The use and interchanging of each is not as simple as having one standard word for each type though. I have no statistics, but I would broadly approximate that this word is used most often between parents and children and, at different times, works to both their advantage.
Languages are one of the most beautiful and astounding things on earth, in my opinion. You cannot just substitute one for another; centuries of history, culture, and stories are wrapped up in every single word.
Every language has words and expression that are rooted in or have been adapted from the culture or social norms of its speakers. You are talking about Urdu as if it is some rich language like Arabic that contains words which cannot be translated into other languages.
Despite the fact that Urdu is a mix of languages mainly Farsi and Arabic — having the advantage of being able to borrow words from these father languages anytime, it is still a very incomplete language especially as far as spoken Urdu is concerned. You will never hear an Urdu speaker without hearing an English word in almost every sentence even in cases where the person is not even schooled in the English language.
Watch a Pakistani tv channel or watch a Pakistani cricketer being interviewed. Armaan, this mixing of Urdu and English started only a few years back. Before it Urdu was a beautiful language, developed enough to be complete in itself. Even today English words and sentences in Urdu conversation are used not because we do not have proper Urdu words and sentences but because English has unfortunately become a status symbol in our part of the world and it is our inferiority complex that makes us use words and sentences of this language so frequently.
I adored reading your article and it made me laugh aloud.
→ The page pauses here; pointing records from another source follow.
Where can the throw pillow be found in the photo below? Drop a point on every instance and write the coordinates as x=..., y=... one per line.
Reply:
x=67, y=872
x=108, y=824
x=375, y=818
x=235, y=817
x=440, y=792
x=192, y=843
In fact, I came across the article while searching for verb tenses in Urdu. I love those perfectly stated yet untranslated words from different languages like Khalas in Arabic etc. Anyway, thanking for sharing. The beauty of Urdu language can only be experienced not explained. Its a language par excellence: You can only use that compliment for a pious girl.
This story has been updated since its original publication. She has recently worked at Room to Read, an international NGO focused on literacy and gender equality, and is a jury member on the national South Asia Book Award committee. Passionate about storytelling in all its forms, she is ever intrigued by how different, and yet how similar, all stories are no matter what corner of the earth, or what moment in time we pull them from.
Nabeeha has worked and taught in South Asia and North America. But nonetheless, I admire your love for your native language. Leave a Reply Cancel reply Your email address will not be published. Get the Globalist delivered!
Graag gedaan Jorn. Fijn dat dat je allemaal bespaard is gebleven. Als je benieuwd bent naar manieren waarop je WEL makkelijk geld kan verdienen, kijk dan vooral eens verder rond op deze website.